Being is not mankind's enemy - it is absurd to think reality could be at odds with itself, as opposed to the far more plausible and reasonable idea that Humans, being built to make meaning according to need, and need, in turn, emerges from the nature of social-reality (i.e. the nature of the interaction therein between people) unwittingly build gods and perspectives of Gods that help them metabolize the fears and anxieties that push us out of our bodies, into the "ether", where our traumatic histories "steer" consciousness, quite often, in ways that make reality seem morbidly broken and needing human repair.

As I have said before, and I truly believe this: get OUT of YOUR HEAD, and INTO YOUR BODY: that is where happiness lies. Connecting with Others - Being with Others, indeed, is the sort of pleasure that the Hebrew word "Eden" is all about: being, as we exist in this world, is for HAVING FUN and Enjoying existence.

Of course, in invoking a Hebrew idea, I may be activating a system that associates that word in a negative way, and this is my point: our feelings are created by relationships with others; both by their affective relations to us, and the meaning they ascribe to the ideas they produce.

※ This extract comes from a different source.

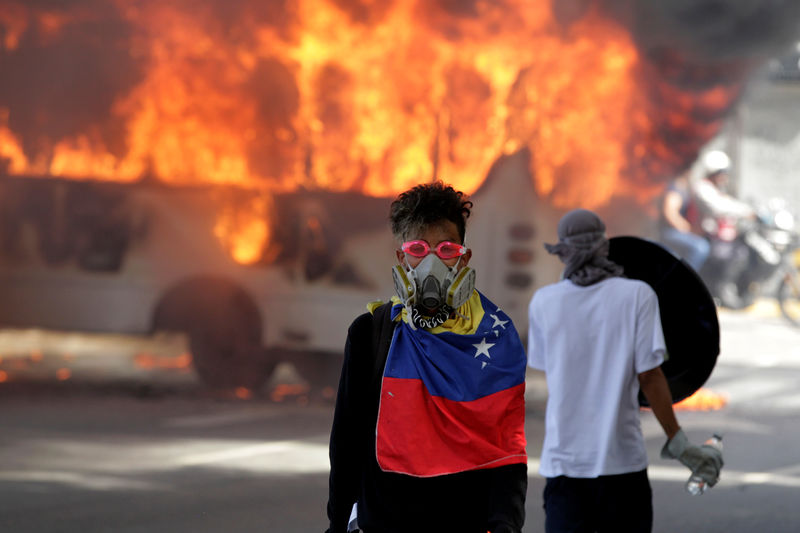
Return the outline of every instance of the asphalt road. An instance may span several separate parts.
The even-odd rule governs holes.
[[[688,471],[658,458],[664,438],[644,412],[654,531],[800,531],[800,331],[760,308],[723,312],[720,322],[722,355],[707,386],[727,405],[678,416],[693,440],[724,435],[723,479],[689,496]],[[525,531],[540,532],[540,376],[529,393]],[[278,403],[211,397],[186,380],[7,382],[0,406],[0,531],[325,529],[324,395]]]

Idolatry is a real sin - it is basically the sin of putting your needs ahead of the needs of others. Its the sin of demonizing people in your heads, without recognizing, as reality dictates, that people act or feel the way they do as a function of the interactions and meanings they have formed.

Coherency, of course, underlies the formation of any attempt to make reality logically and semantically coherent. That it exists, that theologians, philosophers, etc, exist, points to what human minds need: a coherent narrative of the life-process. But the life process, and the narratives produced by our thinking minds, are simply EFFORTs - and efforts that necessarily exclude larger chunks of reality, and quite deliberately so: as the psychoanalyst Bromberg writes:

“Dissociation narrows ones range of perception so as to setup non-conflictual categories of self-experience” – Philip Bromberg, “it never entered my mind”, in The Dissociative Mind in Psychoanalysis, pg. 123, Routledge Press

This is basically true, and important to understand and appreciate. Mystery exists as to the "highest meaning" of reality - and so, it is largely a dissociaive preoccupation of the mind to be "stuck in its head", while not realizing how embodiment mediates empathic connection - being with others, not as a "god" or "emanation of God", but as the person with the history that you are.